Olhando em retrospectiva, esse pode ter sido um dos fatores que fez com que o relacionamento deles não desse certo. Ele queria se deixar transbordar, mas ela o impedia. Afinal, essa também era a intensão dela, proteger o relacionamento deles.
Ele queria viver aquele amor na totalidade, viver o momento sem muitas ponderações. Mas, ela o refreava.
Ele queria andar de mãos dadas e viajar sem se esconder. Mas, ela o impedia.
Ela o impedia e ele a respeitava.
Mas a que preço?
Cada uma dessas coisas foram se avolumando no relacionamento deles. Caixas empilhadas, uma sobre a outra.
Ressentimentos, frustrações, brigas...

"...You can't take back the things you said
So high above, I feel it coming down
She said in my heart and in my head
Tell me why this has to end..."

Havia vezes que eles discutiam e discordavam
E ela sempre vencia em deixar o relacionamento deles no escuro.
Mas será que vencia mesmo?
Hoje, ela via que não.
Dali não saiu nenhum vencedor.
Brechas foram abertas e logo os dois foram levados a uma trilha que terminaria em uma estrada bifurcada, onde cada um tomaria um caminho diferente, em linhas paralelas.
A estrada de ambos podia não ser mais a mesma, suas escolhas os levaram a isso, mas ainda assim, andavam lado a lado, mesmo à distância.
Há muito tempo, eles haviam sido interligados e por mais que Demet quisesse arrancar seu coração do peito e cortar essa linha que os unia, ela não era capaz.
Ela tentou. Muito. Mas quanto mais se debatia, mais era sugada pela areia movediça sentimental.
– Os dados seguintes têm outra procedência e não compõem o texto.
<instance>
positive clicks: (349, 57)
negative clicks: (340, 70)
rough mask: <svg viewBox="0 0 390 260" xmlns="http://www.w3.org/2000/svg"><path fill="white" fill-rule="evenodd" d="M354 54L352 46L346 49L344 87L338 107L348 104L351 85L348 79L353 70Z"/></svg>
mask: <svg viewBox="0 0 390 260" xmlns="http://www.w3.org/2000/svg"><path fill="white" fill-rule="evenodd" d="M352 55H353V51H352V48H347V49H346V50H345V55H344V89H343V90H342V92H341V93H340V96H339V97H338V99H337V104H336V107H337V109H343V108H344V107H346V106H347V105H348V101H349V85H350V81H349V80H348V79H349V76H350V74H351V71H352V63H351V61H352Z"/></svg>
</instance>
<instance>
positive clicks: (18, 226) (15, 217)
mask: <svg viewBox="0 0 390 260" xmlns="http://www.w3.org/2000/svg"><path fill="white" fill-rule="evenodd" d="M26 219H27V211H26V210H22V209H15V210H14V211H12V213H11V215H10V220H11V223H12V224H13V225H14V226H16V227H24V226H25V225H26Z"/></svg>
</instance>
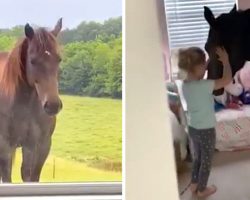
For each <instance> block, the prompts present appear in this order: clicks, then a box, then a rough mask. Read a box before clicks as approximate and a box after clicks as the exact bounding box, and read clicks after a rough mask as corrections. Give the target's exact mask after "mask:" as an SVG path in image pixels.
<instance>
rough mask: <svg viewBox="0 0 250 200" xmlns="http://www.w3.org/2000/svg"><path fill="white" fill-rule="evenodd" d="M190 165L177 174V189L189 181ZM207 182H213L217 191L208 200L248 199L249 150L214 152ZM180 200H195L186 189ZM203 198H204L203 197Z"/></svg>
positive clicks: (183, 187)
mask: <svg viewBox="0 0 250 200" xmlns="http://www.w3.org/2000/svg"><path fill="white" fill-rule="evenodd" d="M190 167H191V166H187V167H186V168H185V169H183V172H182V173H180V174H179V177H178V181H179V190H180V191H181V190H183V189H184V188H185V187H186V186H187V184H188V183H189V180H190V179H189V177H190ZM208 184H215V185H216V186H217V188H218V191H217V192H216V193H215V194H214V195H212V196H210V197H209V198H206V199H208V200H250V151H244V152H216V153H215V156H214V162H213V167H212V171H211V175H210V178H209V182H208ZM180 199H181V200H196V199H198V198H197V197H194V196H192V195H191V192H190V191H189V190H187V191H186V192H185V193H184V194H183V195H182V196H181V197H180ZM203 199H204V198H203Z"/></svg>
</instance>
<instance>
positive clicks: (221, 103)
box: [214, 72, 244, 106]
mask: <svg viewBox="0 0 250 200" xmlns="http://www.w3.org/2000/svg"><path fill="white" fill-rule="evenodd" d="M243 91H244V88H243V86H242V85H241V83H240V81H239V73H238V72H237V73H236V74H235V76H234V78H233V81H232V82H231V83H229V84H228V85H227V86H226V87H225V88H224V93H223V94H222V95H220V96H214V99H215V101H217V102H218V103H220V104H222V105H224V106H226V105H227V103H228V99H229V97H230V96H233V97H238V96H240V95H241V94H242V93H243Z"/></svg>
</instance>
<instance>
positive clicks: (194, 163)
mask: <svg viewBox="0 0 250 200" xmlns="http://www.w3.org/2000/svg"><path fill="white" fill-rule="evenodd" d="M189 136H190V140H189V142H190V147H191V148H190V149H191V152H192V157H193V166H192V179H191V182H192V184H194V185H196V184H197V183H198V181H199V170H200V166H201V151H200V148H201V147H200V136H199V134H198V133H197V130H196V129H193V128H191V127H190V128H189ZM194 185H193V186H194ZM191 190H192V188H191ZM195 190H196V189H195Z"/></svg>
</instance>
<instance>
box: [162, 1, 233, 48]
mask: <svg viewBox="0 0 250 200" xmlns="http://www.w3.org/2000/svg"><path fill="white" fill-rule="evenodd" d="M234 4H235V0H165V10H166V16H167V26H168V34H169V42H170V49H171V50H173V49H176V48H180V47H187V46H199V47H201V48H203V47H204V44H205V42H206V40H207V34H208V29H209V26H208V24H207V22H206V21H205V19H204V8H203V7H204V6H207V7H209V8H210V9H211V10H212V12H213V13H214V15H215V16H218V15H219V14H221V13H224V12H229V11H230V10H231V9H232V8H233V6H234Z"/></svg>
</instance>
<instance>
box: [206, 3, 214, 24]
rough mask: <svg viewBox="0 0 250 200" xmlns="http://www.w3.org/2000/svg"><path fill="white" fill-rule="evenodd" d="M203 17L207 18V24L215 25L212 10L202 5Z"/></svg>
mask: <svg viewBox="0 0 250 200" xmlns="http://www.w3.org/2000/svg"><path fill="white" fill-rule="evenodd" d="M204 17H205V19H206V20H207V22H208V24H209V25H210V26H211V27H215V17H214V14H213V13H212V11H211V10H210V9H209V8H208V7H207V6H204Z"/></svg>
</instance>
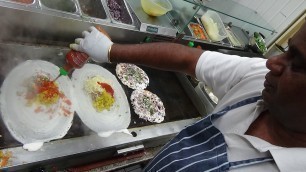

Mas ainda não era hora de pensar sobre isso. Sobre o fim.
Ainda não.

"...I can't save us, my Atlantis, we fall
We built this town on shaky ground
I can't save us, my Atlantis, oh no
We built it up to put it down..."






NA: Olá a todas (os), como vão? Há tempos que não venho postar um capítulo ... (Até recebeu não saber mais fazê-lo 🤣)
O primeiro capítulo ficou bem grande, então acabei dividindo em partes. Espero que tenham aproveitado a leitura!